Tanggung Jawab di Balik Kebiasaan Kecil
Di riuhnya kota dan padatnya kesibukan, kita terbiasa mengabaikan yang kecil. Suara klakson lebih keras dari suara hati. Langkah terburu-buru sering menyingkirkan sopan santun.
Namun, di antara keramaian itu, ada anak-anak yang diam-diam memelihara kepekaan. Mereka adalah perwujudan dari kebaikan kecil yang tak pernah padam---tanpa diminta, tanpa disorot.

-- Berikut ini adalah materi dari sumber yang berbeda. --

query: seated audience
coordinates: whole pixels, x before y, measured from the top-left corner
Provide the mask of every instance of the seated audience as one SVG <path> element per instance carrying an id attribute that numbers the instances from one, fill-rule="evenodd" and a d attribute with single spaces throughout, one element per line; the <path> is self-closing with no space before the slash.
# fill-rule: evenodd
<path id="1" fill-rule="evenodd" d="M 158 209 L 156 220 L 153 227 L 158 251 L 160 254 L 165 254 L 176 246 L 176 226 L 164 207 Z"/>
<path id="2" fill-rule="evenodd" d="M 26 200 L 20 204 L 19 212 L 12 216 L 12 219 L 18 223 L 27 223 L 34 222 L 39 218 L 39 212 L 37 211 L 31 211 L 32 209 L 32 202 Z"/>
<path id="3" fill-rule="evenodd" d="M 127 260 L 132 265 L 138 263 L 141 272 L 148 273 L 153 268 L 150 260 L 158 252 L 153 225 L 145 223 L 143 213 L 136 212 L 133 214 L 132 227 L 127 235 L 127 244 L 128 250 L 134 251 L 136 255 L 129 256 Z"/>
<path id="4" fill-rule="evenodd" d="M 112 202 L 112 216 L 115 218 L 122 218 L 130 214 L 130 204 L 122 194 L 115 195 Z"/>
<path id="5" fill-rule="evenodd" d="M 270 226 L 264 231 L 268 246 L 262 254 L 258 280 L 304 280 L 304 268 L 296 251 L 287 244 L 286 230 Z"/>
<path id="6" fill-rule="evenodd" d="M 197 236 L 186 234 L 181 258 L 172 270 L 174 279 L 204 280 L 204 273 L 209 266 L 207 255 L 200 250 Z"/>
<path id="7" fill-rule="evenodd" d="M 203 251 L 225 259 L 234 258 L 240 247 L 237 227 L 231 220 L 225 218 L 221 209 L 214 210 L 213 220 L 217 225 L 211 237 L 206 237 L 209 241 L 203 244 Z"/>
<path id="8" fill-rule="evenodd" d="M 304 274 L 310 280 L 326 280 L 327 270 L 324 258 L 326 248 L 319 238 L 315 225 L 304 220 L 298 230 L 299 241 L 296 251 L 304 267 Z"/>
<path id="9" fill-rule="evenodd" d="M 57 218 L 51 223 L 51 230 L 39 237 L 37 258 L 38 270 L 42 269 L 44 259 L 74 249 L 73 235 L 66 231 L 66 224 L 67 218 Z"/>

Anak-anakku, sejak kecil, punya kebiasaan kecil yang jarang disadari orang lain. Saat jalan bersama keluarga atau sahabatnya, mereka tak pernah membuang sampah sembarangan.
Mereka tahu, tak selalu ada tempat sampah di dekat mereka. Namun, mereka juga sadar, bumi ini bukan tempat membuang sembarangan.
Kalau tak menemukan tempat sampah, apa pun kemasan dari makanan atau minuman yang mereka beli, akan mereka simpan di tas. Terkadang mereka bahkan membawa kantong kresek kecil khusus untuk itu.
Bungsuku bercerita, sahabatnya pernah menanyakan kebiasaan itu. Toh, dibuang pun, nanti akan ada yang membersihkan, begitu pendapatnya.
"Kasihan penyapu jalan kalau banyak yang melakukan." Demikian jawab si bungsu. Ia hanya menyadari bahwa di balik bersihnya berbagai tumpukan sampah, ada kerja manusia yang kerap tak terlihat.
Sekarang, sahabatnya justru mengikuti jejak si bungsu, membantu dalam diam, menjaga lingkungan tanpa suara.
Barangkali, kebiasaan kecil ini tak penting buat banyak orang. Namun, bagiku, di sanalah tanggung jawab itu lahir---bukan karena takut dimarahi, melainkan karena tahu apa yang benar.
Tanggung jawab dan kepekaan serupa juga kulihat terwujud di tempat lain yang tak kalah padat.
Kasih di Gerbong yang Padat
Dalam perjalanan naik KRL---tempat di mana ruang begitu terbatas dan waktu berjalan terburu-buru---ketika melihat orang tua, ibu membawa bayi, apalagi ibu hamil berdiri, aku sering menyaksikan mereka memberikan bangkunya tanpa ragu. Bahkan jika mereka tak duduk di bangku prioritas. Tak menunggu aba-aba, tak menunggu permintaan.